3. Good format to talk me through your roles:
- Start by talking about the company you are/were working for
- Talk about the size, the services or products the company provides and who it’s clients or target markets are, who your competitors are
- Size of the company (branches, locations, revenue if allowed, number of people)
- Who you report to, the size of your team, how many reports you have
- Talk about your key responsibilities
- Talk about your achievements (shows your strengths and abilities)
- Talk about the challenges you have faced (shows your self awareness and ability to pick yourself up after a near miss).
- Talk about what you learned in this role and how it fits in to the bigger picture (this will show us that you have commercial understanding of how your role impacts the business)
3. Show me that you are passionate about the role/industry you are applying for. You can do this by giving examples of what you do align yourself with them outside of work.
4. Build Rapport. Your rapport building skills show us how you are able to build relationships with new people or handle and hold a conversation. Organisation’s place a huge emphasis on cultural or team fit, so we need to be able to see if you are going to be able to go in and get along with the team.
Ask the Recruiter about their background or how they got into recruitment and use it as a catalyst to relate to them (you will be surprised at the answers).
Talk about what you are passionate about, your personal interests and use them to engage with the recruiter by asking if they know much about them, if they don’t, they will know someone that does. Even if they don’t, educate them on the topic.
Use engaging response builders such as: “As you would know” or “I’m not sure if you are aware” followed by factual information about role, company or industry.
If you are struggling, talk about the weather, traffic, crazy house prices, good or bad recruitment experiences, or anything to show me that you have the ability to talk about something other than work.
5. Competency based questions a.k.a behavioural questions.

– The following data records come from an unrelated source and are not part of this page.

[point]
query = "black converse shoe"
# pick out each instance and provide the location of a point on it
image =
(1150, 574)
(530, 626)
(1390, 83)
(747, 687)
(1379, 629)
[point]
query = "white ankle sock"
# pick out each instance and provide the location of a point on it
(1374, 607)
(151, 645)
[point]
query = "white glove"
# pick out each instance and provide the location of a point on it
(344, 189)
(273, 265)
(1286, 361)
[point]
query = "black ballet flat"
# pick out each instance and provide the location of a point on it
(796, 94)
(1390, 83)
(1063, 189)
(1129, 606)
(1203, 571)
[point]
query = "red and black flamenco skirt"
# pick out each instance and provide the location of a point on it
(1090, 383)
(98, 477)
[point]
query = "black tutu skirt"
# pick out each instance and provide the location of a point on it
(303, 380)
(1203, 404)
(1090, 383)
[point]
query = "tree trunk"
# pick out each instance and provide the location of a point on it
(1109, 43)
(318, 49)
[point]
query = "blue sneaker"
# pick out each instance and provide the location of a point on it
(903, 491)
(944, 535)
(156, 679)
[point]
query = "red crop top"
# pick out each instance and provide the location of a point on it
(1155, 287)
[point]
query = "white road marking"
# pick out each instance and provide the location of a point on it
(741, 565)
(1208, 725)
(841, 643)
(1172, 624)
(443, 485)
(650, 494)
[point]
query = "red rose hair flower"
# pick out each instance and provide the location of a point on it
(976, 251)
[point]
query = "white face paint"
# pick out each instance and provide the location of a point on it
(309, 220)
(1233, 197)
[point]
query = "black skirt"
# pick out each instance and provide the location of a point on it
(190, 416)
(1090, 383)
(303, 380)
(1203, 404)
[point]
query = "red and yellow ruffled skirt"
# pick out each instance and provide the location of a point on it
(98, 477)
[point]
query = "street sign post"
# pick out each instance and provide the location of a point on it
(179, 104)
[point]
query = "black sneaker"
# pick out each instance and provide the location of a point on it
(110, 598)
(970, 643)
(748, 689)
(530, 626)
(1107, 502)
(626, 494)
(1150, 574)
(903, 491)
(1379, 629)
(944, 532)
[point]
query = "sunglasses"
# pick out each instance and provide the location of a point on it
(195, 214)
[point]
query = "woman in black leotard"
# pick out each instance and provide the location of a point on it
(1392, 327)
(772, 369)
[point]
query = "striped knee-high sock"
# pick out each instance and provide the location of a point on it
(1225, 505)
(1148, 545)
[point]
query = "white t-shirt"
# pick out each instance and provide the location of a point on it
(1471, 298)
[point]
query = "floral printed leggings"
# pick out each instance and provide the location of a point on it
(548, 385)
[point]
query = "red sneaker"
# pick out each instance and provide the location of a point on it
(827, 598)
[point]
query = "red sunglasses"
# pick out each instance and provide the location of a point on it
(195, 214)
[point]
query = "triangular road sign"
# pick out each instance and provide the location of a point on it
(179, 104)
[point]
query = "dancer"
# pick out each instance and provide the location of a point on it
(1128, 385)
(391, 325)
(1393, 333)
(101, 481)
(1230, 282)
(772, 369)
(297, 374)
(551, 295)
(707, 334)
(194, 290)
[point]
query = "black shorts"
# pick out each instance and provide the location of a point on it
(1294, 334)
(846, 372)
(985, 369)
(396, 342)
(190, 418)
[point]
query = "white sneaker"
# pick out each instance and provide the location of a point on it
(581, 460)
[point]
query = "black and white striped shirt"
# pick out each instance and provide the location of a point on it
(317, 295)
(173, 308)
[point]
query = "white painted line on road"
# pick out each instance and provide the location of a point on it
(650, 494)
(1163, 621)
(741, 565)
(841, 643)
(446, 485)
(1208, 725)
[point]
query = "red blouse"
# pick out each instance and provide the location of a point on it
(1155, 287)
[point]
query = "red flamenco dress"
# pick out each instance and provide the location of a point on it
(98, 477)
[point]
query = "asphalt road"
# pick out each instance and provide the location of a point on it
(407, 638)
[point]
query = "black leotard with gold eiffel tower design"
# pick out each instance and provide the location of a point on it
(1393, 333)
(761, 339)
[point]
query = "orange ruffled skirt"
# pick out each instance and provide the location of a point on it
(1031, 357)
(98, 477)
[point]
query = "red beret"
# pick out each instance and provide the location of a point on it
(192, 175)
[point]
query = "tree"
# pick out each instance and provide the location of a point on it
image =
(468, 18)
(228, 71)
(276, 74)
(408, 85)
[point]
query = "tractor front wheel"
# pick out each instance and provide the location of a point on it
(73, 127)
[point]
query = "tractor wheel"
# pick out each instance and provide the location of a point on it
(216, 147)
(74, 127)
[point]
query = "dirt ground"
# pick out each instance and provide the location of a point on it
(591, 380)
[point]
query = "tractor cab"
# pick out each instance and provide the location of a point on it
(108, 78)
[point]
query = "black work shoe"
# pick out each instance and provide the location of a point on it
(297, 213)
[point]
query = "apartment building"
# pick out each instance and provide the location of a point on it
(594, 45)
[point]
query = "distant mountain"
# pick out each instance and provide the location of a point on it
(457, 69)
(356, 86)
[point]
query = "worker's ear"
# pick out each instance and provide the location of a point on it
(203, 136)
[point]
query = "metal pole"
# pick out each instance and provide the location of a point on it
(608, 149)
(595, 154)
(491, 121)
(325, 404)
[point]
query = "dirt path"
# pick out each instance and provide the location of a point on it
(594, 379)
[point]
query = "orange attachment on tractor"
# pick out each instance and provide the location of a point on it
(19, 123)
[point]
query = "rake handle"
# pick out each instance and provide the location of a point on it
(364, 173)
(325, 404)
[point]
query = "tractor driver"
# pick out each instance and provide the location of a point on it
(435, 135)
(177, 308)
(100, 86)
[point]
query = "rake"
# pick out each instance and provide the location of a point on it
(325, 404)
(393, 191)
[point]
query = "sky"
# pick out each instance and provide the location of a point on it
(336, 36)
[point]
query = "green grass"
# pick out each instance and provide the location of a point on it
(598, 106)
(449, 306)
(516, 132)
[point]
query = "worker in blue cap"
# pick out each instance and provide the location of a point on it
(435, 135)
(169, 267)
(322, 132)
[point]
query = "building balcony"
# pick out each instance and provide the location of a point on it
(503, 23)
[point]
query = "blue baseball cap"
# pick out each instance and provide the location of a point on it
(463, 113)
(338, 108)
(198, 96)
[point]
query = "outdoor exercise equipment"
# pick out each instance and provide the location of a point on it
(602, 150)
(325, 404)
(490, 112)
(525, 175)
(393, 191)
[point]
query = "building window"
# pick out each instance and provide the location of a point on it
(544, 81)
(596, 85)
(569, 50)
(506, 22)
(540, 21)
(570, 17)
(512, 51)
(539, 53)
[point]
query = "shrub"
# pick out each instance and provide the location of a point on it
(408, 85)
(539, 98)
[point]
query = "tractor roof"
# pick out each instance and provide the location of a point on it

Best way to ace these is knowing what you do, how you do it, and why you do it. If that seems to vague, try googling behavioural questions for your role and there will be plenty to choose from. This should give you an idea of what you may come up against in an interview.
Remember that these questions aren’t there to trip you up, but are there to see how you handle yourself, whether you are just doing things because its process or if you actually know what you are doing, how you are doing it, and why you are doing it that particular way.
Depending on the role, the behavioural questions will be asked to demonstrate a combination of the following attributes:
- Ability to handle stress
- Analytical skills / Problem solving
- Attention to detail
- Customer focus / Customer orientation
- Decision making
- Goal setting
- Honesty and Integrity
- Interpersonal skills
- Planning and organisation / time management
- Team work
- Tenacity / Resilience
6. Ask the recruiter about the process. It shows you are engaged and are actually interested in seeing this application through.
7. Ask any questions that you may have. What to ask:
- Culture in the prospective company
- What does their ideal candidate look like
- Ask about the management style of the reporting manager
- If appropriate talk about what the remuneration package looks like or extra benefits or incentives
- When they are looking to make the appointment
8. Thank the recruiter for their time and walk out smiling.
9. Go home that night and reflect. Is this role, the company or environment where you want to be? Ask yourself “is this the right career move for me?” and be absolutely honest with yourself.
10. Email the recruiter the next day. Let them know if you are genuinely interested or not. Ask them for any feedback on the interview itself, and whether they had all the information they needed.
My personal belief is: if my advice can even help one person in this world, I would deem my time and effort giving it a huge success.
So ladies and gentlemen, I wish you all the very best in your interview endeavours and should you ever have any questions or feedback feel free to comment or message me.